A Halifax woman was awarded $9,000 in damages after a Nova Scotia court ruled that a tattoo parlour, which misspelled a word onto the woman’s ribcage, was negligent.
Marie Huckle went into Newcombe Ink in December 2010 for a tattoo in memory of a friend who had recently died. She asked for the words, “See You at the Crossroads” to be scrawled onto her ribcage.
The tattoo artist, however, was speaking to another patron at the time, and accidentally wrote “See You at the Cossroads” with the needle.
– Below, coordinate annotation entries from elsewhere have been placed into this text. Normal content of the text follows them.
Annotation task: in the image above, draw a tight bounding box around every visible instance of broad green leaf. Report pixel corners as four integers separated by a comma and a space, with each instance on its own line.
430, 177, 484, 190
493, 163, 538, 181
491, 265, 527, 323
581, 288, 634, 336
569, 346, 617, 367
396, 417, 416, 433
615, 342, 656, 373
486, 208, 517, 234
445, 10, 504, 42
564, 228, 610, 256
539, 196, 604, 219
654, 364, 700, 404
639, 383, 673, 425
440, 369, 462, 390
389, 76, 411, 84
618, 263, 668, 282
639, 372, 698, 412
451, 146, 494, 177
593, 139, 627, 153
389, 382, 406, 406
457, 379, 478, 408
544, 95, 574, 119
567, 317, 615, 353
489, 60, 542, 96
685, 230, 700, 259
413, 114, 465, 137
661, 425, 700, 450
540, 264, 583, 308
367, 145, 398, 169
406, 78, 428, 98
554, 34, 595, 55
The owner of the tattoo shop, co-defendant Adam Spencer, offered to pay for the tattoo’s removal, an expensive and often painful process. After eight sessions did not remove the tattoo, the technician assessed that Huckle needed 15 more sessions—at that time Spencer stopped returning her calls. Huckle sued the parlour in small claims court for the remaining costs. The adjudicator deemed the tattoo artist at fault, and Huckle was awarded $9,000 for 15 more sessions, treatment of the damaged skin and legal fees.
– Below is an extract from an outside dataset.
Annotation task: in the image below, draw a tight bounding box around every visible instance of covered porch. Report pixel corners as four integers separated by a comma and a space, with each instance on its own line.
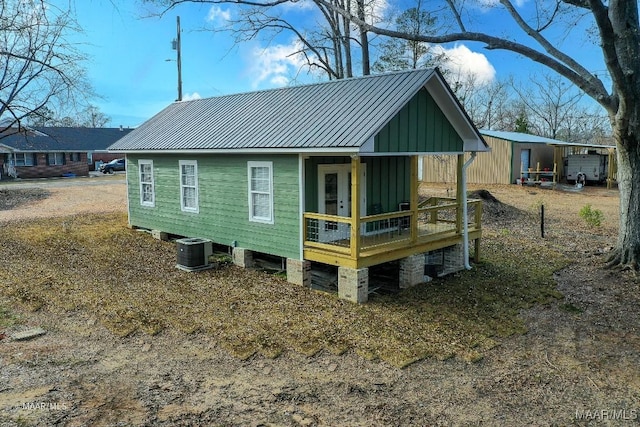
303, 154, 482, 269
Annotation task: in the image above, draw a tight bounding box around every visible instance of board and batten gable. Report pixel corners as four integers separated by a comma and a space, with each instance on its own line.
127, 153, 301, 259
374, 88, 464, 153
This is not the first time a tattoo artist has made a semi-permanent mistake while inking human skin. In 2011, Boston Bruin Brad Marchand commemorated his team’s 2011 Stanley Cup win with a tattoo that said “Stanley Cup Champians” and wrote about the spelling mistake in his ESPN blog. Instead of opting for removal, Marchand had the misspelled word corrected.